Sunday, February 5, 2012

The Foreigners by Maxine Swann ***

In The Foreigners, set in contemporary Buenos Aires, author Maxine Swann's main character, Daisy, often returns the various methods used to control alien species that invade an ecosystem, especially adding other alien species to control the undesirable foreigners. This theme is reflected in the ambiguous feeling the foreigners have about the native Argentinians, such as a support group for wives who married Argentinians, and each other.

This novel centers around three women, Daisy, an American running away from a traumatic divorce, Isolde, an Austrian looking for a much better life, and Leonarda, an Argentinian free spirit. These three women struggle to find a personal niche in Buenos Aires.

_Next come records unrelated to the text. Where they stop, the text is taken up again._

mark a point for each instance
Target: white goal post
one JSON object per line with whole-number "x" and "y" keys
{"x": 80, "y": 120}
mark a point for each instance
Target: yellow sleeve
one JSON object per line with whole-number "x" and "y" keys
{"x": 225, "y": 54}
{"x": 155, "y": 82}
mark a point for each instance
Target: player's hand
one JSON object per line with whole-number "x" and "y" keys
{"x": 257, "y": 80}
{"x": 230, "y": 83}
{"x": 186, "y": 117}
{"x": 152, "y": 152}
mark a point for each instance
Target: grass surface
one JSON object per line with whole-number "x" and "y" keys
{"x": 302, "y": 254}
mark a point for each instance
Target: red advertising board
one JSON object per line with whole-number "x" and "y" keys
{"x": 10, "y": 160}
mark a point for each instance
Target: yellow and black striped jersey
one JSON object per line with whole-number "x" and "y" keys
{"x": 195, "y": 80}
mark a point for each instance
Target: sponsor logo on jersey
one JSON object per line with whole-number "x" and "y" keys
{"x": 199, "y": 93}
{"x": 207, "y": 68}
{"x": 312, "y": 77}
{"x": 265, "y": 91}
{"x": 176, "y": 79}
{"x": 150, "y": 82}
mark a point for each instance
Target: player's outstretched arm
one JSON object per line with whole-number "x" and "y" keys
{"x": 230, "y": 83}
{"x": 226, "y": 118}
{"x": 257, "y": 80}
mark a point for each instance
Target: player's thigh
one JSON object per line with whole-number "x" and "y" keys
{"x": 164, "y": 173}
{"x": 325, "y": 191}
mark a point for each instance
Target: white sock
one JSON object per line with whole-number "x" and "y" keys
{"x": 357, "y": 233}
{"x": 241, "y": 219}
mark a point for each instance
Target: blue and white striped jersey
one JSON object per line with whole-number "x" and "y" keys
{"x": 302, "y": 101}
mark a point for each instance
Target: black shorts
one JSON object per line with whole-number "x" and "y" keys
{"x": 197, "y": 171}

All three scattered their seeds/spores far and wide. Daisy befriending a gay prostitute, Isolde frequenting cultural events and high-society parties, and Leonarda taking up with a famous author. While single women making their way in the world, and the full range of sexual and personal relationship explored might speak for independence and freedom for women in the
21st century ... that is not the case for this book.

The only character to reach a satisfactory conclusion for her quest, and maybe the only one to achieve victory over the ecological battle, settles into an classical marriage where she retires from the world in exchange of a home and hearth and little else.

Anyone looking for an early retirement from life might find this to be a cautionary tale and encouragement for a stable, though uneventful, marriage.